Feb 96 Challenge
Volume Number: | | 12
|
Issue Number: | | 2
|
Column Tag: | | Programmers Challenge
|
Programmers Challenge
By Bob Boonstra, Westford, Massachusetts
Note: Source code files accompanying article are located on MacTech CD-ROM or source code disks.
Intersecting Rectangles
The Challenge this month is to write a routine that will accept a list of rectangles and calculate a result based on the intersections of those rectangles. Specifically, your code will return a list of non-overlapping rectangles that contain all points enclosed by an odd (or even) number of the input rectangles. The prototype for the code you should write is:
void RectangleIntersections(
const Rect inputRects[], /* list if input rectangles */
const long numRectsIn, /* number of inputRects */
Rect outputRects[], /* preallocated storage for output */
long *numRectsOut,/* number of outputRects returned */
const Boolean oddParity /* see text for explanation */
);
The parameter oddParity indicates whether you are to return rectangles containing points enclosed by an odd number of the numRectsIn inputRects rectangles (oddParity==true) or by an even (nonzero) number of rectangles (oddParity==false). Sufficient storage for the output will be preallocated for you and pointed to by outputRects.
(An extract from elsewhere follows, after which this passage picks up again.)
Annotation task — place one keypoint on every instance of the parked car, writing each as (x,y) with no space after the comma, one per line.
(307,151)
As an example, if you were given these inputRects:
{0,10,20,30}, {5,15,20,30}
and oddParity were true, you might return the following list of outputRects:
{0,10,5,15}, {0,15,5,30}, {5,10,15,20}
It would also be correct to return a result that combined the first of these rectangles with either of the other two. If oddParity were false, you would return the following list for the example input:
{5,15,20,30}
The outputRects must be non-empty and non-overlapping. In the example, it would be incorrect to return the following for the odd parity case:
{0,10,5,30} {0,10,20,15}
The outputRects you generate must also be maximal, in the sense that each edge of each of the outputRects should pass through a vertex of one of the inputRects. That is, for example, I dont want you to return a 1¥1 rectangle representing each point enclosed in the desired number of inputRects. Before returning, set *numRectsOut to indicate the number of outputRects you generated.
If you need auxiliary storage, you may allocate any reasonable amount within your code using toolbox routines or malloc, but you must deallocate that storage before returning. (No memory leaks! - Ill be calling your code many times.)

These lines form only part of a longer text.